The Institute of Medicine published in its Mar. 1999 report titled "Marijuana and Medicine: Assessing the Science Base":
"Terminal cancer patients pose different issues. For those patients the medical harm associated with smoking is of little consequence. For terminal patients suffering debilitating pain or nausea and for whom all indicated medications have failed to provide relief, the medical benefits of smoked marijuana might outweigh the harm."
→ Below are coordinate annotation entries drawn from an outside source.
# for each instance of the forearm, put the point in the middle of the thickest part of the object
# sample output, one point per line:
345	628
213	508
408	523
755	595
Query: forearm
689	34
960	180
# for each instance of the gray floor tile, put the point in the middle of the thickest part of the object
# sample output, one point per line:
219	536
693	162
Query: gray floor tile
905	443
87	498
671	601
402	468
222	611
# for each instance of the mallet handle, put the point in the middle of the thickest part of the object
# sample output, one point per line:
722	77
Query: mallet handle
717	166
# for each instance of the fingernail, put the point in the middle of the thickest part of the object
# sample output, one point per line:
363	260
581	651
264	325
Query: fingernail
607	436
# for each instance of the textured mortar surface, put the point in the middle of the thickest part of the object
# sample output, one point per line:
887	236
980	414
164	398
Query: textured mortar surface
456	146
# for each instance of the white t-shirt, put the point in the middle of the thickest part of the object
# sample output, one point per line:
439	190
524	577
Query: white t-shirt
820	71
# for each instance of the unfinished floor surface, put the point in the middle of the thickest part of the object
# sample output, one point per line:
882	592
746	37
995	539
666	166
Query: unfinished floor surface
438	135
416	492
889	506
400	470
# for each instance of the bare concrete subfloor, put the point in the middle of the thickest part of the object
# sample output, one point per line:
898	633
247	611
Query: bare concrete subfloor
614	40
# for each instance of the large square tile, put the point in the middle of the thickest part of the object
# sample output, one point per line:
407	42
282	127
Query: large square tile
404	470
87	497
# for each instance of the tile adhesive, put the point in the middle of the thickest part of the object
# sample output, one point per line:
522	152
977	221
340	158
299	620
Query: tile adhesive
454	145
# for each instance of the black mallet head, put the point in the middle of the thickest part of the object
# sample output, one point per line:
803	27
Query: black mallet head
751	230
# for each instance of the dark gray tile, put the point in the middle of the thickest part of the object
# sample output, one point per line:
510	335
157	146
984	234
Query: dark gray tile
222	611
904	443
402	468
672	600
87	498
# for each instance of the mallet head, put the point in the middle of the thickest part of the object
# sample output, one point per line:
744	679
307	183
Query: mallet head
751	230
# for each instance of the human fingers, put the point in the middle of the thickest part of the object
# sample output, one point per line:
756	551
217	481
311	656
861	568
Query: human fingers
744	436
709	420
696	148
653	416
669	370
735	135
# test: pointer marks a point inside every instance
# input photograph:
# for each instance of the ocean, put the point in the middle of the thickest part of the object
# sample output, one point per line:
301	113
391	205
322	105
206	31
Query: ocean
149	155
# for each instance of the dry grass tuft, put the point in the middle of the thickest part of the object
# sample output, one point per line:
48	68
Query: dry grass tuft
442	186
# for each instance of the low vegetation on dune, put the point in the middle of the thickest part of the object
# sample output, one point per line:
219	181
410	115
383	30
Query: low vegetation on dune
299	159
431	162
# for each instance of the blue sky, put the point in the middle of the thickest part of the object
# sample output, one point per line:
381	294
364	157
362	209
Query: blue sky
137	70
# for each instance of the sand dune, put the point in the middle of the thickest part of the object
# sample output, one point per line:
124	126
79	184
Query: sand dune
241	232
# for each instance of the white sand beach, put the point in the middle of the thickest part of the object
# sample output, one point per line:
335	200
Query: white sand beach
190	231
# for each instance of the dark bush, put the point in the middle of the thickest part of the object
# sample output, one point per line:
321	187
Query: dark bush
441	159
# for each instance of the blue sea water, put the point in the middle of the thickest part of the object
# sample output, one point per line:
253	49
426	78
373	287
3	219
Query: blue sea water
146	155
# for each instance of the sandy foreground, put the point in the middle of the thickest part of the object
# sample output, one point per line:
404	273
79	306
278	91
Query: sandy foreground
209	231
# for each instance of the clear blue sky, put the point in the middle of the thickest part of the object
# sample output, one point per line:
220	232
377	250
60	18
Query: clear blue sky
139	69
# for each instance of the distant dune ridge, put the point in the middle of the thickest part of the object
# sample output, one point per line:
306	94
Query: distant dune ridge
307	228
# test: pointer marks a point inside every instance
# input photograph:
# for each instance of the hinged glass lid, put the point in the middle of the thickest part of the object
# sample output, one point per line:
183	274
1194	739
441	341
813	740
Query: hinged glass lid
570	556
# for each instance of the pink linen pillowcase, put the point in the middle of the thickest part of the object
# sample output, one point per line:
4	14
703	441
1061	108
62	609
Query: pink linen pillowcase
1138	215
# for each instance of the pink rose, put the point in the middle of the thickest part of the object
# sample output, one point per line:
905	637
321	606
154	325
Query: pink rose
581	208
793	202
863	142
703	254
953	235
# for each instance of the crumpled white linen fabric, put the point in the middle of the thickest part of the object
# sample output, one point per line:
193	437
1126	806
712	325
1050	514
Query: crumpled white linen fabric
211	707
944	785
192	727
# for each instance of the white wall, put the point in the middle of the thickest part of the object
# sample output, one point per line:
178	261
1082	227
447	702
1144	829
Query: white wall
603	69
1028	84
Consumer Reports, a nonprofit magazine, stated in May 1997:
"Consumer Reports believes that, for patients with advanced AIDS and terminal cancer, the apparent benefits some derive from smoking marijuana outweigh any substantiated or even suspected risks. In the same spirit the FDA uses to hasten the approval of cancer drugs, federal laws should be relaxed in favor of states' rights to allow physicians to administer marijuana to their patients on a caring and compassionate basis."
Daniel Brookoff, MD, PhD, Director of the Methodist Comprehensive Pain Institute, wrote to Medical Marijuana ProCon.org in a Jan. 17, 2004 email:
"[I]f a dying patient used marijuana I wouldn't stop them (i.e. I wouldn't turn them in ) but I really would make an effort to offer them a better alternative. This has always been the case in my practice."
Gabriel Nahas, MD, PhD, Professor Emeritus of Anesthesiology and Medicine at Columbia University, wrote in a Mar. 1997 editorial published in the Wall Street Journal:
"In this instance [for the terminally ill], the use of marijuana can no longer be considered a therapeutic intervention but one of several procedures used to ease the ebbing of life of the terminally ill.
But for this purpose doctors should prescribe antiemetic and analgesic therapies of proven efficacy, rather than marijuana smoking.
This therapeutic course is not based on bureaucratic absolutism, political correctness, or reflexive ideology -- but on scientific knowledge and the humane practice of medicine."